An easy system might be to just have a special folder in your profile. If the folder contains a file named the same as an intent, Rhasspy executes it and feeds the JSON into its stdin. It could be a Bash script, Python script, whatever. Then, a “skill” could just be an intent with sentences, slots, and a script.

synesthesiam · November 26, 2019, 2:02am

I’ve finally pushed up version 2.4
I apologize in advance for any bugs! If necessary, you can stick with synesthesiam/rhasspy-server:2.3 until bugs have been fixed.

There were some major backend changes, including:

Moved to the quart web framework, which will hopefully finally fix the websocket issues
The speech/intent training system has been mostly re-written
- It uses doit for incremental training, so it only re-builds what’s necessary during training.
- You can force a full re-training from scratch with the “Clear Cache” drop-down on the Train button.

On the frontend, I’ve added a “Slots” tab so you can edit slots from the web interface. When testing intents on the main page, a summary of the intent/slots is now color coded for easier debugging.

One useful quirk of the new training system is being able to add slot values to a voice command without attaching them to words:

[TestIntent]
this is a test (:){name:value}

This will generate a TestIntent with a “name” slot whose value is “value”. This works because the colon (:) is used to substitute a spoken word (left) with something else (right) that goes into the intent. An “empty” substitution means nothing is spoken and no word is substituted, but you can still attach a tag to it

Romkabouter · November 26, 2019, 6:56am

Yes, I see.

I also do not think intent handing should be part of Rhasspy, but for another piece of software.
So if you take that as a starting point and intents are already send as events or mqtt messages, it might be a good idea to create a skill handler apart from Rhasspy.
Hassio is a good skill handler, you can create your own automations by reacting on events.
But, every person has to do that by them selfs and a lot of users do not have those skills.

If an other, standalone, application can be created which can handle en respond to events, that application could be setup up in such a way that programmers can create skills and users can use it.
This is what the snips skill-server does, that skill-server is part of the platform, but running as a separate service.
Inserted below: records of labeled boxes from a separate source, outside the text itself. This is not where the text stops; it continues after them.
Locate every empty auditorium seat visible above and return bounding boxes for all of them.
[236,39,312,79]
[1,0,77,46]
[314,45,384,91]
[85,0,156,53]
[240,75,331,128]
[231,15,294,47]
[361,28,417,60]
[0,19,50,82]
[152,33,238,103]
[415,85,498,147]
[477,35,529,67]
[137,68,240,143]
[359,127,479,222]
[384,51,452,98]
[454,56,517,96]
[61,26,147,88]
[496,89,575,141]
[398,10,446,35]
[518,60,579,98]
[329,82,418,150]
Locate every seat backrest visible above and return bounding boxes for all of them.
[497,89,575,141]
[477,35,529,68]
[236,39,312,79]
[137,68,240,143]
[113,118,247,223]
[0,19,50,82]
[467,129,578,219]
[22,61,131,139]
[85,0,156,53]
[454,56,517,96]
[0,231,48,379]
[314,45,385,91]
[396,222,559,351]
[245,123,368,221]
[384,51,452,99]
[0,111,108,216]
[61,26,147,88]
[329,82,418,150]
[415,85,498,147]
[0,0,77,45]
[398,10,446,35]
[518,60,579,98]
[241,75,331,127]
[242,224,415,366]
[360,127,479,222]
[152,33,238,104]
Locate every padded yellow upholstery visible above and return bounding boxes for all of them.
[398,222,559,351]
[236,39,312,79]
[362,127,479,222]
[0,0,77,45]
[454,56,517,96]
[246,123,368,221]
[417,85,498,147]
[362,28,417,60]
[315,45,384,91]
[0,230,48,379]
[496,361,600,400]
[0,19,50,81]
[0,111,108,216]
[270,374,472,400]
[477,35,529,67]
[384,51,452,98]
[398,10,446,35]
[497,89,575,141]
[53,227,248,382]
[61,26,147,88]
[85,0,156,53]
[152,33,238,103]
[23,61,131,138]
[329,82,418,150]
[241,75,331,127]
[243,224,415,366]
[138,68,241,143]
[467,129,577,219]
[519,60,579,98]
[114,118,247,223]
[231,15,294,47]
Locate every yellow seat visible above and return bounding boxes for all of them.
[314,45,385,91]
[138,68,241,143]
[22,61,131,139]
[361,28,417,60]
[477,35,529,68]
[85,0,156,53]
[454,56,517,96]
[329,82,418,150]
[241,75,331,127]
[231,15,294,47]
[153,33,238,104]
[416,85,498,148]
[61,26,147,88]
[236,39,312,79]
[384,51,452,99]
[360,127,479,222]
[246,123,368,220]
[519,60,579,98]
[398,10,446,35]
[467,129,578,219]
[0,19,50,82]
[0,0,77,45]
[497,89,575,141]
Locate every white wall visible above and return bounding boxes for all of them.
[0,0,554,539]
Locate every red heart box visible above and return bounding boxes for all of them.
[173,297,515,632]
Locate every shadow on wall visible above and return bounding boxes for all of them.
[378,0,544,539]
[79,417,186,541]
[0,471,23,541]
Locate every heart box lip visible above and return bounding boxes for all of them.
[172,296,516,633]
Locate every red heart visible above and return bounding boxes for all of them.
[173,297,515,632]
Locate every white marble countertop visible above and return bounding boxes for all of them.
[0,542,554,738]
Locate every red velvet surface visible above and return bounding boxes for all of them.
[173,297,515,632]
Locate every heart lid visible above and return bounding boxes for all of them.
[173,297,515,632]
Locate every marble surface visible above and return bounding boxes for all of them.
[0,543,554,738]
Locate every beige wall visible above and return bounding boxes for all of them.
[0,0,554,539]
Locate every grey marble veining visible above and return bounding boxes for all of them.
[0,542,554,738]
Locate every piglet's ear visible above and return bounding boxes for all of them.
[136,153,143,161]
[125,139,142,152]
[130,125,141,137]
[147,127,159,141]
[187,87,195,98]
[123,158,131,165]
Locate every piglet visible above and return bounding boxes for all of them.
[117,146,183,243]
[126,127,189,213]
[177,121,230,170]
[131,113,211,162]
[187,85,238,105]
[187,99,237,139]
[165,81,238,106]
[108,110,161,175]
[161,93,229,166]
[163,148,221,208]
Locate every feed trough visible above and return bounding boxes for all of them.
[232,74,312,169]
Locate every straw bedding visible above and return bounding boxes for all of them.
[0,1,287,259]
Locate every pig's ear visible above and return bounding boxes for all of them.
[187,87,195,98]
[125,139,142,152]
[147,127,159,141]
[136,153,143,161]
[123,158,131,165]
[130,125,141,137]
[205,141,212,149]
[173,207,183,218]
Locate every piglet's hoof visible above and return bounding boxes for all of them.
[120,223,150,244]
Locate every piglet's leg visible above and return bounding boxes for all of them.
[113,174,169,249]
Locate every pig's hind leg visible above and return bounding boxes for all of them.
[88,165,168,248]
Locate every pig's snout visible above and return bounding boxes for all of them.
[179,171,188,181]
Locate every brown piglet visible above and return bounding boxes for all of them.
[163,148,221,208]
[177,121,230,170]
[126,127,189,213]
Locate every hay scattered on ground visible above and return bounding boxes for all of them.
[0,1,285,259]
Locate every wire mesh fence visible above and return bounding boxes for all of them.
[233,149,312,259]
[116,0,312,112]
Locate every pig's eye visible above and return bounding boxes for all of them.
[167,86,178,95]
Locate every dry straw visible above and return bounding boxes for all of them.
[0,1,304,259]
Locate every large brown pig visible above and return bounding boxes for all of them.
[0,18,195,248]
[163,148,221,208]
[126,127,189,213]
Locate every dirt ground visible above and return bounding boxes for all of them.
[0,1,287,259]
That way the event handling machine can be interchanged, just like all the other things in Rhasspy.
Multiple options for every subsystem (STT, TTS, WakeWord etc)
Rhasspy already support this, because you can use HA as handler, but also command. It could be exentend with “SkillServer”, posting events to an url

koan · November 26, 2019, 7:11am

Indeed, ideally we should have some choice of skill servers to link to Rhasspy, like we have choices for other components such as the intent recognition, ASR and so on. Rhasspy’s architecture makes this already possible.

Another interesting project to write skills is Pytlas. I haven’t tried it yet, but it looks doable to integrate it with Rhasspy:

Implement an interpreter that offloads the intent recognition, slot extraction and training to Rhasspy.
Implement a client to use Rhasspy to communicate with the user.

It has a nice API, but I hesitate to take this route because Rhasspy is already a wrapper around a lot of tools and Pytlas is yet another wrapper with its own syntax for training data, so I fear that this will make it too complex and error-prone.

nanosonde · November 26, 2019, 10:56am

@synesthesiam
What I meant is really a piece of code which offers Snips Skill compatibility to let it work with rhasspy.

I studied this page again: Snips apps server | Latest Platform Version | Snips Dev Center

This is the most relevant part of it:

The snips-skill-server service is used to run each action-* present in the /var/lib/snips/skills/

These action files must have their permissions set as executable. An action typically contains code connecting to the MQTT server and “looping forever” on it. Typical example of such an executable is a python script using the hermes-python library to listen to intents being detected, and reacted to it.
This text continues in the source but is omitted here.